La República Islámica de Irán ha reafirmado su postura inquebrantable frente a la reciente escalada de presión económica por parte de Estados Unidos, calificada como un «Día D económico». Las autoridades de Teherán insisten en que no alterarán su posición en el conflicto actual ni reabrirán el estratégico estrecho de Ormuz, a pesar de la creciente fragilidad de sus finanzas nacionales, caracterizada por una inflación descontrolada y un aumento del desempleo.
Contexto de Presiones Económicas
Irán ha vivido bajo un régimen de sanciones económicas impuestas por Estados Unidos durante décadas. Estas restricciones han limitado severamente su capacidad para el comercio internacional, afectando de manera crítica la venta de su petróleo, principal motor de su economía, en los mercados globales.
Adicionalmente, en el marco del conflicto en curso, Washington ha implementado un bloqueo contra los buques y puertos iraníes en el estrecho de Ormuz, un punto neurálgico para el transporte de crudo.
El ‘Día D Económico’ y la Respuesta Iraní
Ante la aparente imposibilidad de doblegar a Teherán por medios militares, el presidente estadounidense, Donald Trump, ha anunciado lo que describe como «la operación económica más devastadora jamás emprendida contra cualquier país». Este «Día D económico» tiene como objetivo declarado poner fin a un conflicto que se aproxima a los seis meses de duración y asegurar la reapertura de Ormuz.
En Teherán, la nueva amenaza ha sido recibida con una actitud desafiante por parte de las autoridades.
«Ya hemos visto esta película antes. La misma historia. Diferentes matones», afirmó el ministro iraní de Exteriores, Abás Araqchí, en la plataforma X, aludiendo a las múltiples campañas de sanciones aplicadas por Washington en el pasado, las cuales, según él, no han logrado sus objetivos.
Por su parte, Ismail Bagaei, portavoz del Ministerio de Exteriores iraní, citado por la agencia Efe, aseguró que «estas medidas no tendrán efecto en la posición de Irán» en la guerra.
La Crítica Situación Económica Interna
A pesar del tono de desafío oficial, la realidad económica del país es sombría y continúa deteriorándose. La población iraní experimenta un descontento creciente debido al continuo empeoramiento de su calidad de vida.
Los datos recientes reflejan una grave situación: la inflación interanual de los precios al consumidor se disparó al 87,9% en el último corte de julio. Dentro de esta cifra, los alimentos y bebidas experimentaron un aumento aún mayor, alcanzando el 128%. En cuanto al mercado laboral, el desempleo ha pasado del 7,3% al 9,1% en el último año, resultando en la pérdida de aproximadamente 450.000 puestos de trabajo, según cifras oficiales que no incluyen los cerca de dos millones de empleos estimados que se habrían perdido durante el conflicto armado.
«Cada día somos más pobres y hasta nos cuesta adquirir los productos básicos. No sé hasta qué punto vamos a poder soportar esta situación desastrosa. Las familias están sufriendo mucho», comentó Nahid, una residente de Teherán de 64 años, reflejando el sentir popular.
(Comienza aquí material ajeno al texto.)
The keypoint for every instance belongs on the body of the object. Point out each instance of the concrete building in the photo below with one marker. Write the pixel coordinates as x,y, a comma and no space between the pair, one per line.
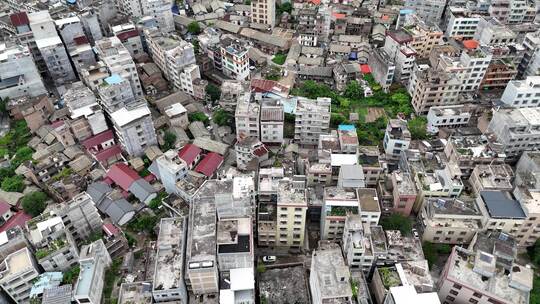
396,138
476,276
168,284
247,117
161,11
272,121
291,214
93,262
516,130
175,57
134,128
450,220
51,49
329,278
118,61
453,116
20,76
263,12
17,273
234,58
522,93
312,119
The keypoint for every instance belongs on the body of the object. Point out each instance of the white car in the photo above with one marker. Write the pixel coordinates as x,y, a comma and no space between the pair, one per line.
269,258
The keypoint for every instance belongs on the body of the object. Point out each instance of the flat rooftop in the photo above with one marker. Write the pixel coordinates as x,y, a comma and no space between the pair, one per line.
170,254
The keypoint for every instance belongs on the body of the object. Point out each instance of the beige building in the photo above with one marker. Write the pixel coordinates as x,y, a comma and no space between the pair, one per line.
450,220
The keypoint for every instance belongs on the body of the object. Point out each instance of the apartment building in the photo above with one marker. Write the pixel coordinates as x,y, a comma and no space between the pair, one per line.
450,220
462,23
117,59
134,128
512,131
247,117
93,262
312,119
272,121
291,214
161,11
20,76
175,57
478,277
234,59
491,177
17,274
263,12
168,284
522,93
397,138
329,277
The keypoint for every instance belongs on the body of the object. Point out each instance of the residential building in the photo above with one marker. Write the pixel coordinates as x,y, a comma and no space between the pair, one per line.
450,220
476,276
329,277
118,61
20,76
247,117
93,262
396,138
291,214
263,12
18,271
161,11
175,57
168,284
312,119
522,93
338,203
453,116
271,121
515,130
234,57
134,128
51,49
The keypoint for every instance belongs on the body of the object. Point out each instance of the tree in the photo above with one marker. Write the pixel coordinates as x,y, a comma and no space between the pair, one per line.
417,127
223,118
33,203
396,221
194,28
213,91
169,139
13,184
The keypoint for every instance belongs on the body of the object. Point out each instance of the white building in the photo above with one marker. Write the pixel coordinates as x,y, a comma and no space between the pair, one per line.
20,76
134,128
522,93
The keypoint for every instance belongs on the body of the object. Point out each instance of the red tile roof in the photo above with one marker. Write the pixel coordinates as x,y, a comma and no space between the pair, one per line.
108,153
19,19
122,175
189,153
209,164
110,229
126,35
19,219
98,139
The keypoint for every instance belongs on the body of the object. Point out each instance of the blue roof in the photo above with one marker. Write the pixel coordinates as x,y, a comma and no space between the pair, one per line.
113,79
346,128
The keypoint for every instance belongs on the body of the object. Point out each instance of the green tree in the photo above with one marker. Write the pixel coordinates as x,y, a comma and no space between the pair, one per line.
33,203
417,127
13,184
223,118
396,221
194,28
213,91
169,139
Implicaciones de las Nuevas Sanciones y Socios Clave
La situación podría agravarse con la implementación de estas nuevas sanciones, cuyos detalles aún no han sido revelados por Estados Unidos. Sin embargo, Scott Bessent, secretario del Tesoro, ya ha emitido una advertencia clara: cualquier nación que proporcione «cualquier tipo de ayuda vital a Irán» enfrentará graves consecuencias económicas.
Entre los países que mantienen vínculos comerciales significativos con Irán se encuentra China, principal comprador de su petróleo, adquiriendo aproximadamente el 90% de su producción a precios preferenciales. La incógnita reside en si Pekín optará por respaldar las sanciones estadounidenses.
Emiratos Árabes Unidos (EAU) era otro socio económico fundamental para Irán. Sin embargo, esta semana Abu Dabi anunció la suspensión de todas sus relaciones comerciales, intercambios mercantiles y transacciones financieras con la nación persa. Antes del conflicto, EAU figuraba entre los principales socios de Teherán, y desde allí procedía cerca del 30% de las importaciones iraníes, estimadas en 21.000 millones de dólares en el período previo a las recientes hostilidades, según datos de la Organización Mundial del Comercio.
Perspectivas de Resistencia Iraní
A pesar de la difícil situación económica interna y el creciente descontento de la población, los analistas concuerdan en que es poco probable que Irán ceda ante la presión económica.
«Si el objetivo es provocar el colapso de Irán u obligar a sus dirigentes a rendirse y a hacer concesiones estratégicas, es poco probable que esta campaña logre su objetivo», afirmó Danny Citrinowicz, investigador del programa iraní del Instituto de Estudios de Seguridad Nacional de Israel (INSS), en su cuenta de X.